Em tal clima de amor, se a pessoa amada tiver que retribuir não o fará nunca por temor, mas será igualmente e sempre também por amor, por pura gratuidade. Jesus amou gratuitamente e quis acordar um nós a mesma atitude. Não exigiu nada em troca, não cobrou nada de ninguém, não ameaçou, não julgou ninguém, não condenou, numa palavra, não atemorizou. Só teve palavras de perdão. Se, com efeito, o amor não fosse gratuito criaria devedores e os devedores temem, como diz o provérbio popular: quem não deve não teme, mas quem deve teme.
Em conseqüência de tudo, o amor tem o caráter de certa ingenuidade. O que ama não vê malícia na pessoa amada. Deixa-se facilmente ludibriar. Não busca defender-se da maldade, não se defende porque se entrega.
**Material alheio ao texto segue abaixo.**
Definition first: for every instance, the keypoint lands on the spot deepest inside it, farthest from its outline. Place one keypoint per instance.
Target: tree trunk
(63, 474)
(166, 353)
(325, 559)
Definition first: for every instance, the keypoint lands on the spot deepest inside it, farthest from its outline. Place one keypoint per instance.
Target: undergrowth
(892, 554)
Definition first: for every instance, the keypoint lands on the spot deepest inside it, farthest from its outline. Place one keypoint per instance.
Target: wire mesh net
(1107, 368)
Há quarenta anos atrás um grande pregador suíço, Pe. Maurice Zundel, fez uma conferência, publicada há poucos anos numa revista francesa com o título: Sauver Dieu de nous mêmes (salvar Deus de nós mesmos). Na verdade, Jesus Cristo nosso Deus, entregou-se nas mãos da maldade humana: o Filho do homem vai ser entregue às mãos dos pecadores (Mc 14,41). Entregou-se por amor aos homens, mas os homens não o salvaram: Os pecadores que ele ama com predileção – Eu não vim chamar os justos, mas os pecadores (Mt 9,13) – em lugar de salvá-lo, o condenaram à morte.
Entregou-se por vontade do Pai que o enviou a nós. E a vontade do Pai não foi uma vontade sádica. Foi a intenção do Pai, o amor do Pai por nós, a fidelidade à sua própria palavra que havia prometido salvação. E a salvação se faz pelo caminho do amor. Isso tudo aconteceu para que, se alguém tiver que segui-lo, o siga por amor e não por temor. Arrisca-se perder toda a humanidade, com tal que, ao menos alguns, o sigam por amor.
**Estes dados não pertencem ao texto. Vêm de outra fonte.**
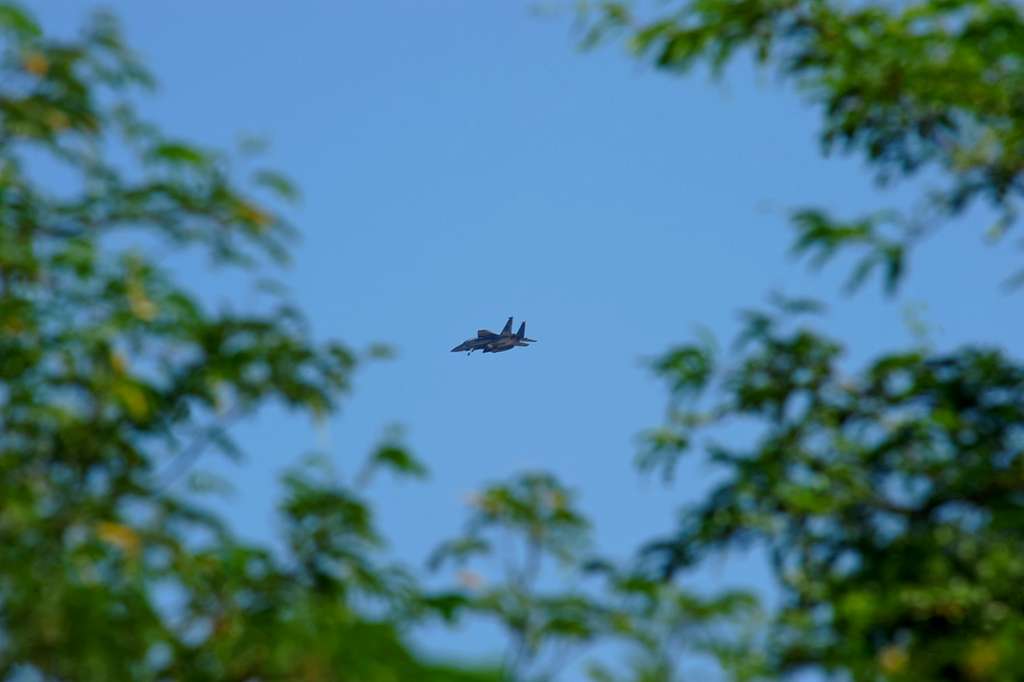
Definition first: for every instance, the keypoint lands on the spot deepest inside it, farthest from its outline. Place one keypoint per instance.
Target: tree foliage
(114, 377)
(923, 88)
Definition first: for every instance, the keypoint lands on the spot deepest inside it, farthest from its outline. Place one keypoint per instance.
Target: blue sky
(462, 162)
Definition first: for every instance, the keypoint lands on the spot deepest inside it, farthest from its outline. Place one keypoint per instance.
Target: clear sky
(462, 162)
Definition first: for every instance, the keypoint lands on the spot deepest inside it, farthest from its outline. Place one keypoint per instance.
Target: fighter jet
(504, 343)
(489, 342)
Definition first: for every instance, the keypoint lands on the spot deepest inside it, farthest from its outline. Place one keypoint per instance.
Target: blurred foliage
(890, 498)
(557, 602)
(931, 88)
(115, 378)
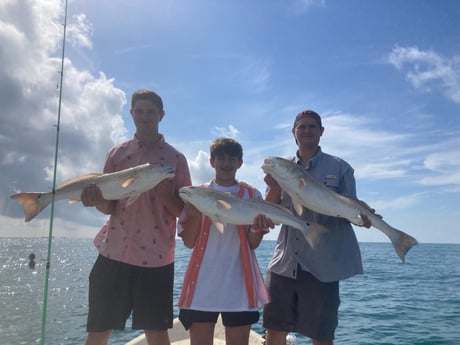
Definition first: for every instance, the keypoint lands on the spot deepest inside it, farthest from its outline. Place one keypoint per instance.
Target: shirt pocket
(331, 182)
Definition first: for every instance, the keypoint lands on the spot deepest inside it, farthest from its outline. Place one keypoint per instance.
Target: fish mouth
(268, 165)
(184, 193)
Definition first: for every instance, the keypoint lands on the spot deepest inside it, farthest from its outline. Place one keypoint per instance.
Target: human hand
(191, 211)
(91, 195)
(271, 182)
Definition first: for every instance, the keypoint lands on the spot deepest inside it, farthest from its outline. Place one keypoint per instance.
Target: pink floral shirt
(142, 234)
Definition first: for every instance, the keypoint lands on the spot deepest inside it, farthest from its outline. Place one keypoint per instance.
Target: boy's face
(226, 167)
(146, 116)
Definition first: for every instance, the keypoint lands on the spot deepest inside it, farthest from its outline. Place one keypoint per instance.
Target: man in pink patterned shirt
(134, 271)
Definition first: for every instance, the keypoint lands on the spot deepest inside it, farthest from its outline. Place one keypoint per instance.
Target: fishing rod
(50, 234)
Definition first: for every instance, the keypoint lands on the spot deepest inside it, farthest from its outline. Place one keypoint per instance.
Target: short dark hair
(148, 95)
(223, 146)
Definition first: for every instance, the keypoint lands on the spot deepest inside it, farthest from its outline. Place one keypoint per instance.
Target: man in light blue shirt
(304, 282)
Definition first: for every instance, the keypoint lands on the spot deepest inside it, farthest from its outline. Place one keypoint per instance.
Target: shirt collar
(313, 160)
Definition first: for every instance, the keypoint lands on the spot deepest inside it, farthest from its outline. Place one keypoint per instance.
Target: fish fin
(131, 199)
(32, 203)
(81, 178)
(297, 205)
(224, 204)
(127, 182)
(219, 226)
(315, 231)
(302, 183)
(402, 243)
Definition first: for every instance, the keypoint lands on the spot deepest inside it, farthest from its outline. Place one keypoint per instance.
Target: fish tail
(32, 203)
(313, 232)
(402, 243)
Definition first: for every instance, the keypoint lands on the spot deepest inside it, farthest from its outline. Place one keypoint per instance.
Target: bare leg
(237, 335)
(273, 337)
(155, 337)
(202, 333)
(98, 338)
(321, 342)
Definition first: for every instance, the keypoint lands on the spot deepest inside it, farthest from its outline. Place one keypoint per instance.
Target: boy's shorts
(229, 319)
(304, 305)
(116, 289)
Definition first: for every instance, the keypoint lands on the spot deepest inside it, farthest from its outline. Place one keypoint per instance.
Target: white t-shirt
(220, 284)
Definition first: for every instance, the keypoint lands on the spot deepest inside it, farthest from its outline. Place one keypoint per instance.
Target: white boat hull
(179, 336)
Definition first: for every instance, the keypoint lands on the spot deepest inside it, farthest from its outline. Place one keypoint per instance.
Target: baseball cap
(308, 113)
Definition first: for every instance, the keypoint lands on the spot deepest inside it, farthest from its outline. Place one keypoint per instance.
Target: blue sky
(384, 75)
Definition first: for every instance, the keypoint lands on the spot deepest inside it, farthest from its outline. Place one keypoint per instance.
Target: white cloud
(229, 132)
(80, 31)
(427, 68)
(91, 120)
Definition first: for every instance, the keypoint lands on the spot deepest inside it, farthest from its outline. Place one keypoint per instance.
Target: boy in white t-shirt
(223, 276)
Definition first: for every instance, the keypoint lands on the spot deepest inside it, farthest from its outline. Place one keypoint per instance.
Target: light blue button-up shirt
(336, 255)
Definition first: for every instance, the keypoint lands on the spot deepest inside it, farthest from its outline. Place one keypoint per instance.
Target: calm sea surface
(392, 303)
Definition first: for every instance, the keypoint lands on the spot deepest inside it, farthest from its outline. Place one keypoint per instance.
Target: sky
(384, 76)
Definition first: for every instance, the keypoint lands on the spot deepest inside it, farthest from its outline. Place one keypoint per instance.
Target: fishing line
(50, 233)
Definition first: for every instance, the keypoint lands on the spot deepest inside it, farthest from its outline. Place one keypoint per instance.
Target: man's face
(307, 132)
(146, 115)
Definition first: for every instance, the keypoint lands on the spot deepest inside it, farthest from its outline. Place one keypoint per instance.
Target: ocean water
(391, 303)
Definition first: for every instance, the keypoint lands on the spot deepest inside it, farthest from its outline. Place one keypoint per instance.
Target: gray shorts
(116, 289)
(304, 305)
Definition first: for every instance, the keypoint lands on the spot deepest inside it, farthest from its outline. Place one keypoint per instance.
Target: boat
(179, 336)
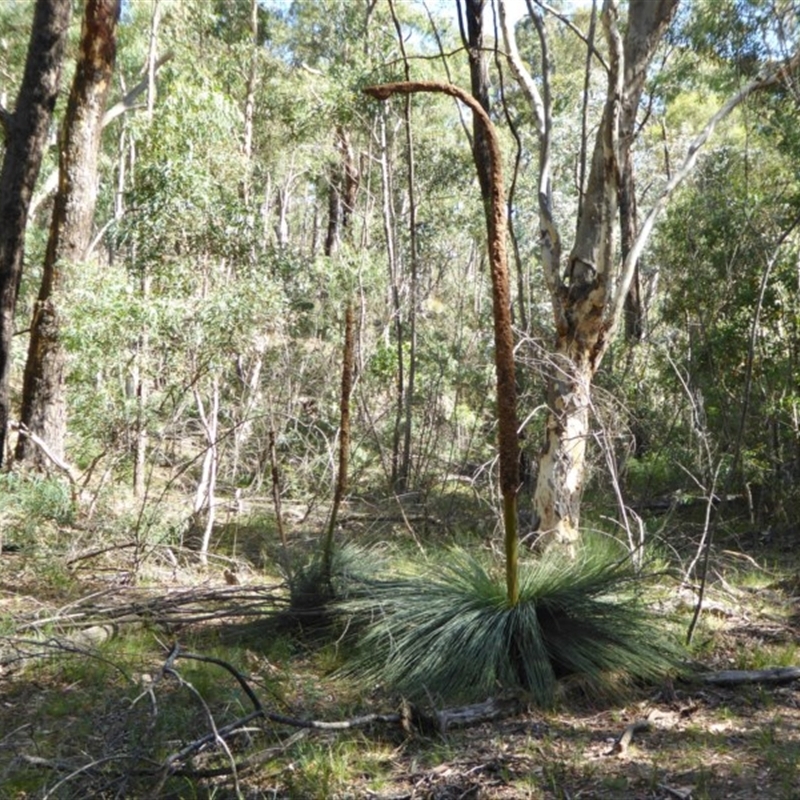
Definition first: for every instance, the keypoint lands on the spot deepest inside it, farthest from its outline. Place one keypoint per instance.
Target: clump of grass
(345, 573)
(453, 631)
Tem-se recordado sempre o amor de mãe para nos dar uma leve compreensão do amor de Deus para conosco. Recordo sempre de uma triste cena televisiva do trágico episódio da mortandade na prisão de Carandiru de São Paulo. Um repórter mostrava do lado de fora da prisão ua mãe chorando convulsivamente. Perguntou-lhe: Senhora, por que choras assim? Respondeu-lhe ela: Mataram meu filho, mataram meu filho! O repórter iluminou seu rosto. Estava cheio de ferimentos que esse seu filho drogado lhe tinha feito com suas agressões.
O amor não se defende. Se a pessoa amada não o defende ele não se defende. Facilmente se deixa explorar. Sua vitória, porém, consiste em mover o outro ao amor, convertê-lo. Aliás, ninguém transforma ninguém de fora para dentro. Somos seres livres e somente conseguiremos mudar alguém de dentro para fora, movendo-o ao amor e pelo amor. Concluo recordando que o esquecimento de si tem poder. Ele apela e se insere num poder mais alto. Aliás, que seria da mãe como a minha, que gerou quinze filhos, se o amor não tivesse uma transcendência? Que frustração! Entretanto, Jesus, na véspera de sua paixão, quando estava para ser traído e levado à morte de cruz, disse: Agora é glorificado o Filho do homem, e Deus é glorificado nele (Jo 13,31). E a glorificação aconteceu. Ao terceiro dia Deus o exaltou soberanamente e lhe outorgou o nome que está acima de todos os nomes... para que toda língua confesse... que Jesus Cristo é Senhor (Fl 2,9-11; cf Deut 6,4). Há de chegar o dia feliz em que o amor triunfará.